Whenever she goes to a bar, Sasha Calabro performs what she calls her “cherry challenge.” After whipping out the little bag of cherries she keeps in her bag for situations like this, she’ll ask the bartender to take out whatever cocktail cherries they currently use. She makes the bartender taste the cherries side by side in a blind taste test, then sits back and waits for the praise to start rolling in.
“Their faces light up when they’ve tried us for the first time,” Calabro said. “There’s no competition on the market that comes close to the flavor of our cherries.”
Calabro is a representative of the Italian company Fabbri, and the cherries in question—small, tart and slightly sour—are the company’s most visible product in the US. More than 100 years in business has established them as one of Italy’s most recognized brands, known for their fruit products, a collection of syrups, purees, and pastes.
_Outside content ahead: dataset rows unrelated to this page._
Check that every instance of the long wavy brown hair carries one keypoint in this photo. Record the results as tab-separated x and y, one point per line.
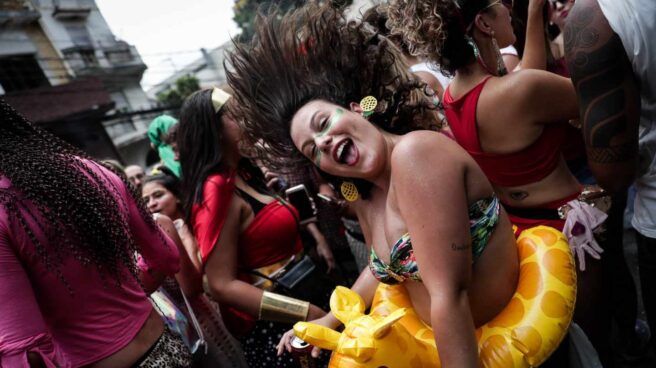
314	53
82	217
436	29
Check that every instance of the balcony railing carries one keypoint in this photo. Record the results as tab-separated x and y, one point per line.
71	9
16	13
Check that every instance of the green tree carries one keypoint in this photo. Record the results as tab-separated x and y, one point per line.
245	11
174	96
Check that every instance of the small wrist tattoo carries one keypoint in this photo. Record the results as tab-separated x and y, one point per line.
459	248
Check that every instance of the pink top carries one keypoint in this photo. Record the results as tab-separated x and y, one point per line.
38	313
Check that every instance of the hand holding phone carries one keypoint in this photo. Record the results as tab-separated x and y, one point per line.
299	197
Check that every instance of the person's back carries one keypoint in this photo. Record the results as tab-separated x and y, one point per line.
89	317
611	56
72	292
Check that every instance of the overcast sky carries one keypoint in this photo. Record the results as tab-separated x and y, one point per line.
169	33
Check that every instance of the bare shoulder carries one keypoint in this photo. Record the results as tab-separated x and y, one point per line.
425	149
519	84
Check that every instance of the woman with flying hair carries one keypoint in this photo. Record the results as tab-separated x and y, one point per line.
73	293
513	125
427	211
243	230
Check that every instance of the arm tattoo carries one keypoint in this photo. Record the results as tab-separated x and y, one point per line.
599	71
459	248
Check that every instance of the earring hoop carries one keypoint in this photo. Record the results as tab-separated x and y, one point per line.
349	191
368	105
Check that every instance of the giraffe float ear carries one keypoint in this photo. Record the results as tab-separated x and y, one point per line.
382	328
346	304
317	335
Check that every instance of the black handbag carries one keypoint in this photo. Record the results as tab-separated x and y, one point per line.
301	280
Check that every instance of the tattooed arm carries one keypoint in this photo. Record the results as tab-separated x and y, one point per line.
608	95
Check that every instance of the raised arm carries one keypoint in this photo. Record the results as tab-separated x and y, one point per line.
189	277
608	95
433	204
539	96
24	338
535	52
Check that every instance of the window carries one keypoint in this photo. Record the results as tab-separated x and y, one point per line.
20	72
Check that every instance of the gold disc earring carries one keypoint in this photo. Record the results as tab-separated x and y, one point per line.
349	191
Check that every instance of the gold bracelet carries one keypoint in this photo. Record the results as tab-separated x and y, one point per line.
280	308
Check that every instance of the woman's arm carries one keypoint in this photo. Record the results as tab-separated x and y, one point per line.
189	243
433	204
25	340
540	97
189	277
535	52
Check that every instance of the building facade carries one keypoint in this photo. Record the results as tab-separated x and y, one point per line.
49	43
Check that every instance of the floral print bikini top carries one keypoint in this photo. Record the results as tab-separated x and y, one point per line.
483	217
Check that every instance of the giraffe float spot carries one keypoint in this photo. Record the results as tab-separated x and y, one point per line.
509	316
495	352
416	361
526	248
549	237
400	341
554	260
527	340
554	305
530	282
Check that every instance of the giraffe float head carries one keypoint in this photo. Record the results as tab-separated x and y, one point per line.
372	340
523	335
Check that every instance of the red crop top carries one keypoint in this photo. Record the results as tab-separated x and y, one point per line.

Now, they’re making a major push into the American cocktail world, where their amarena cherries have become a popular option for bartenders looking for an alternative to sugar-laden, unnaturally red cocktail cherries.
Their attempts seem to be working. Endorsed by everyone from Scott Beattie to Saveur, amarenas are becoming an increasingly common sight behind the bar, and the base for some creative experiments: some bartenders are brandying them, some are infusing them and others are using the syrup to make cherry simple syrup.
Fabbri’s cherries are a departure from what most people expect of their cocktail cherries. Instead of a sickly sweet flavor and thick syrup, the amarenas are bold and tart, with a thin syrup. They’re halal certified, non-GMO, and free of the litany of chemicals and extreme processing that go into supermarket maraschinos (the FDA’s official definition of maraschino cherries: “cherries which have been dyed red, impregnated with sugar and packed in a sugar sirup [sic] flavored with oil of bitter almonds”). The cherries are nonalcoholic, so they’re a neutral addition to any cocktail. They’re also shelf stable, and happen to look very good on a bar’s shelf: they’re housed in a blue and white ceramic vase with an elaborate arabesque pattern.
When Gennaro Fabbri founded Fabbri in 1905 in Italy’s Emilia-Romagna region, the company sold liqueurs. His wife Rachel soon developed a recipe for candied cherries, coaxing the sourness out of the region’s wild black cherries by cooking them for seven days in copper pots with lots of sugar and a blend of spices. Fabbri was so enamored with the cherries that he gave his wife a delicate blue and white ceramic vase as a gift. In 1915, his company started selling the cherries in a similar ceramic crock.rn
Little has changed since then. The company is still owned by the Fabbri family, and the cherries are still made in the same region. Now, they’re made in industrial factories instead of being stirred on Rachel Fabbri’s stovetop, but otherwise the process has remained the same: they still use copper pots, they still cook the cherries for seven days, and no, they won’t tell you the spices they use in their recipe.
“They’re very proprietary. I’ve asked many, many times so many questions and they say ‘Nope, nope, that’s all you need to know!’” said Calabro. “It’s made from spices that are in the area. It’s such a guarded recipe. It’s almost like the secret of Coca-Cola. But better.”
Among Italians, they’re famous, known for their company’s longevity (they’ve remained continually in business for the last century, except for a short period during World War II when Nazis took over their factory) and a memorable collection of quirky TV ads featuring a cartoon pirate. “We’re really well known in the Italian market, in the European market,” Calabro said. “If I pull out the cherries in front of an Italian person, he’s going to tell you a story about his grandmother having amarena Fabbri.”
Over the last century, the cherries slowly made their way from northern Italy to the rest of the world, and they’re now carried in over 100 countries. It was only a few years ago when Fabbri realized that those cherries, so good in the pastry and gelato applications that make up most of their business, would be equally good in cocktails. They started reaching out to the cocktail world, including an appearance at last year’s Tales Of The Cocktail.
Now, with the cherries successfully debuted, they’re working to bring their other products—orgeat and tamarind syrups, a special gelatin to make jellied cocktails—to bartenders’ attention.
Said Calabro: “We’d like to open the front door with our cherries and then show everybody the rest of the ladies.”